DataFrame-level Preprocessing Examples#

Basic examples of preprocessing methods

The following methods selectively use these libraries:

Impute Missing Values#

impute_missing() - Fills missing values using various methods

from frameon import load_dataset, FrameOn as fo

titanic = fo(load_dataset('titanic'))
titanic_cleaned = titanic.preproc.impute_missing(
    target_cols='age',
    auxiliary_cols=['fare', 'pclass'],
    method='knn',
    n_neighbors=5
)

Restore Full Index#

restore_full_index() - Restores a full index for a DataFrame by filling in missing dates and categories.

It creates a full MultiIndex by generating all possible combinations of dates
(within the range of the date column) and unique values of the grouping columns.
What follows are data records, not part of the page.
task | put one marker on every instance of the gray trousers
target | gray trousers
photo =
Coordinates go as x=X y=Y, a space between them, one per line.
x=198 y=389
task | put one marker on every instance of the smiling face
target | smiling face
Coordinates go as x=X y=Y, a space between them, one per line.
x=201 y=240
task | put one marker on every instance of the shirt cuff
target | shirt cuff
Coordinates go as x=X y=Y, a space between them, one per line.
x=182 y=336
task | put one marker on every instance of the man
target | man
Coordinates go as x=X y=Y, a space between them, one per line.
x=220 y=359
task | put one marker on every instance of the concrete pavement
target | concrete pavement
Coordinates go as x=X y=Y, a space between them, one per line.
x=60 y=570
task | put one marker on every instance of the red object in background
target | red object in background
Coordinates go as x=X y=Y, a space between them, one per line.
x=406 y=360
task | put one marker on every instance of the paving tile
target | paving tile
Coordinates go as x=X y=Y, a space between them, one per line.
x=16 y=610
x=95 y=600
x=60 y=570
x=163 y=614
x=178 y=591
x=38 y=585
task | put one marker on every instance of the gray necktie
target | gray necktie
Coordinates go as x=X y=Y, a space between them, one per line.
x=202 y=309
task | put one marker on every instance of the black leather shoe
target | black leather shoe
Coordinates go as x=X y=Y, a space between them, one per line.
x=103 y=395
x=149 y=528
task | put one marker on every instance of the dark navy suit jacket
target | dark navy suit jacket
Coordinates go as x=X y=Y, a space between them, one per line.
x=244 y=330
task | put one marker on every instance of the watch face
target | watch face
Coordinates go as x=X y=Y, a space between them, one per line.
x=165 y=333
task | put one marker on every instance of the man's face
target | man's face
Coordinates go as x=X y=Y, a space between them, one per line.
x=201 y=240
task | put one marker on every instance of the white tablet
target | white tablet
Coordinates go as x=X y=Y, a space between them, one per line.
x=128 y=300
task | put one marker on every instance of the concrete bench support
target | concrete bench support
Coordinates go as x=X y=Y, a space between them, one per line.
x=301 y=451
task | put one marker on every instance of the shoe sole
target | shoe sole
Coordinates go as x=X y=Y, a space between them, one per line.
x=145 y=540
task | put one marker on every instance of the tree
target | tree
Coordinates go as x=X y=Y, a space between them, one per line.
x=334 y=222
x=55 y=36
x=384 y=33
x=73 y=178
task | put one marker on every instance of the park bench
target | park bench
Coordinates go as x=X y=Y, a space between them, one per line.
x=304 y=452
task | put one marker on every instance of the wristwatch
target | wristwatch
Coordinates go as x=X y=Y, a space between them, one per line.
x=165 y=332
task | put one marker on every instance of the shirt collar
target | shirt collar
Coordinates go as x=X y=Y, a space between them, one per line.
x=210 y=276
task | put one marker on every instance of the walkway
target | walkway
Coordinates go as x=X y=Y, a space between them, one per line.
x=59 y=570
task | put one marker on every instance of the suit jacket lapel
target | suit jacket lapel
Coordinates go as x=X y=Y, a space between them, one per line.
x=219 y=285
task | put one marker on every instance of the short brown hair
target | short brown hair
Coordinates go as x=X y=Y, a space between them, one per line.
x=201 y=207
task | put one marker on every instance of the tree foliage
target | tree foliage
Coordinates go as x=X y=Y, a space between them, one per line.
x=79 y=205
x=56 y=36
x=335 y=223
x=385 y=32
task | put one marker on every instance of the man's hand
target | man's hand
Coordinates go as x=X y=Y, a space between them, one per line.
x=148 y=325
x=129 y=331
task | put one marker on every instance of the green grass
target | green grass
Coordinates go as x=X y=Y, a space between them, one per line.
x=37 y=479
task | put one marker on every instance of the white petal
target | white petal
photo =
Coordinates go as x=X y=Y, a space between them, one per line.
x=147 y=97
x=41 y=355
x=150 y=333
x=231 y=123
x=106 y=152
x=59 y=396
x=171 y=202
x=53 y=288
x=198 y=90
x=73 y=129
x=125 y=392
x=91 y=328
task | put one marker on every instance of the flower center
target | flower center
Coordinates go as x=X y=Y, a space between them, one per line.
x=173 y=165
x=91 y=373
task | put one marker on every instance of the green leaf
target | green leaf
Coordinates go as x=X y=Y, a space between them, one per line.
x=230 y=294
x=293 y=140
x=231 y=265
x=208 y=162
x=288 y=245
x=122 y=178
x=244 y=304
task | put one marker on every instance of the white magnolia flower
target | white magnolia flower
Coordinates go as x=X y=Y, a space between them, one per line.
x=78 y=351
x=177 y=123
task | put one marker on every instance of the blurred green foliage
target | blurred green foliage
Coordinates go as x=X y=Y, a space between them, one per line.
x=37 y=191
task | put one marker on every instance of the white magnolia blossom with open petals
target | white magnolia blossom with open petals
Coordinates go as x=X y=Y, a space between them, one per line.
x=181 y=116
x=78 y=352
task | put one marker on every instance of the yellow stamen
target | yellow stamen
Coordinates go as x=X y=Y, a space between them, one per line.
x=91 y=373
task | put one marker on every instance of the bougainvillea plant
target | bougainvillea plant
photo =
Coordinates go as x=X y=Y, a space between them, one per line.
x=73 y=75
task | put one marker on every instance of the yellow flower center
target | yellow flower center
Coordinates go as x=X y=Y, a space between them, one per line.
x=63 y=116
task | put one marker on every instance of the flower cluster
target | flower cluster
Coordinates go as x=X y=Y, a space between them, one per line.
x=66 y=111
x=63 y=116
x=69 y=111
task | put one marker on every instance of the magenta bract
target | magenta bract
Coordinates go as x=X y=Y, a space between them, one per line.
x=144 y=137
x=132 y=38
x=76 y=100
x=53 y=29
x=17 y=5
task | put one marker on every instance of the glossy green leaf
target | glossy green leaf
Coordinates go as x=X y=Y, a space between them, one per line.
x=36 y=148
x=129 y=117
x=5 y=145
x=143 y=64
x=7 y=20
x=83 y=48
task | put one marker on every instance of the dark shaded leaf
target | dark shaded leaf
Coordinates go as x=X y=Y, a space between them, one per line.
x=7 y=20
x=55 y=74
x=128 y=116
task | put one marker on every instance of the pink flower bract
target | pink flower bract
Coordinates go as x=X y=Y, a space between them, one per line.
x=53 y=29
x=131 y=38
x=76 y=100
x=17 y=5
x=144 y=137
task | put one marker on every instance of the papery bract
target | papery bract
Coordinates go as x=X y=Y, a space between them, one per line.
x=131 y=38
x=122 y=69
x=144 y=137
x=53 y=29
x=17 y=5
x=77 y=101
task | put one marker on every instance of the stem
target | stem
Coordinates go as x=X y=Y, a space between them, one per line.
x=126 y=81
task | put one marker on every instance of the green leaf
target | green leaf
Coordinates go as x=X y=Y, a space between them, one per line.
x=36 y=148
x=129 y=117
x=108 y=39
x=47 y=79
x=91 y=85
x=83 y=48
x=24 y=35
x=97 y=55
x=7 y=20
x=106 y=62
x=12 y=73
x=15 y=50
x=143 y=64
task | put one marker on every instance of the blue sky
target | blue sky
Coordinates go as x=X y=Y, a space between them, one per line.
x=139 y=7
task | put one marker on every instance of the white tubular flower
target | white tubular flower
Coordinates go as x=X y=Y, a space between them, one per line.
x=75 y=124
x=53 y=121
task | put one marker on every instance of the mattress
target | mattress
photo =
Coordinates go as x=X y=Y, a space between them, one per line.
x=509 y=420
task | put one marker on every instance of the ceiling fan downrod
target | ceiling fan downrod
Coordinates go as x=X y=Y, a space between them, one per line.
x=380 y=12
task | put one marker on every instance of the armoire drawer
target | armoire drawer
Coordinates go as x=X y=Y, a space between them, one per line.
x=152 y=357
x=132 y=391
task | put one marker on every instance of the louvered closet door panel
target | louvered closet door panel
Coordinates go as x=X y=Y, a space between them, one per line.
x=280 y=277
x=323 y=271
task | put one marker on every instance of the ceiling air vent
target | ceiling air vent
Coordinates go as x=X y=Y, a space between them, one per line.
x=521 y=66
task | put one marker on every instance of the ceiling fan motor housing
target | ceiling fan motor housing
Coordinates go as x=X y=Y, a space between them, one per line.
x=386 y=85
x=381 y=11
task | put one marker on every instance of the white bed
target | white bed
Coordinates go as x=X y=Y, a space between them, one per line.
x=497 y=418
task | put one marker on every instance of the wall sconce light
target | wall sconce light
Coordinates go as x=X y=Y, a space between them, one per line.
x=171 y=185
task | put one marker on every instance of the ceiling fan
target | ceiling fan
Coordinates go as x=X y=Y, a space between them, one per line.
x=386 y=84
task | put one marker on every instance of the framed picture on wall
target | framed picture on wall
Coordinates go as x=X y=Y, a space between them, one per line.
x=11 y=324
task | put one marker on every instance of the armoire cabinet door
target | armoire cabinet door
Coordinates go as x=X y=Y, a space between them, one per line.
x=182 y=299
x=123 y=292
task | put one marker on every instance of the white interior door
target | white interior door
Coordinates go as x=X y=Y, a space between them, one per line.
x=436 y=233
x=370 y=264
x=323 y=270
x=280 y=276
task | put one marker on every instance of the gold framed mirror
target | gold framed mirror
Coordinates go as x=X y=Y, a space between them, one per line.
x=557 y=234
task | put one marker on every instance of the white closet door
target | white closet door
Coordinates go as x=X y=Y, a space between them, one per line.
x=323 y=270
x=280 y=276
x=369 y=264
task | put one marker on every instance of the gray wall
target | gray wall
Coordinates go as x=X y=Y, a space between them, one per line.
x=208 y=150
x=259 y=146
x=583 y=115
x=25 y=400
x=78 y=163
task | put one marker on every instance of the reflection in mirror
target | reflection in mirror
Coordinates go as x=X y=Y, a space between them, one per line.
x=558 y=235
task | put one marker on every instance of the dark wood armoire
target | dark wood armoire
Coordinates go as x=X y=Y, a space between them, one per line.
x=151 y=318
from frameon import FrameOn as fo
import pandas as pd
# from IPython.display import display
data = {
    'Date': ['2023-01-01', '2023-01-03'],
    'Category': ['A', 'B'],
    'Value': [10, 20]
}
df = fo(pd.DataFrame(data))
df['Date'] = pd.to_datetime(df['Date'])
display(df)
df_restored = df.preproc.restore_full_index(
    date_cols='Date',
    group_cols=['Category'],
    freq='D',
    fill_value=0
)
display(df_restored)
Date Category Value
0 2023-01-01 A 10
1 2023-01-03 B 20
Date Category Value
0 2023-01-01 A 10
1 2023-01-01 B 0
2 2023-01-02 A 0
3 2023-01-02 B 0
4 2023-01-03 A 0
5 2023-01-03 B 20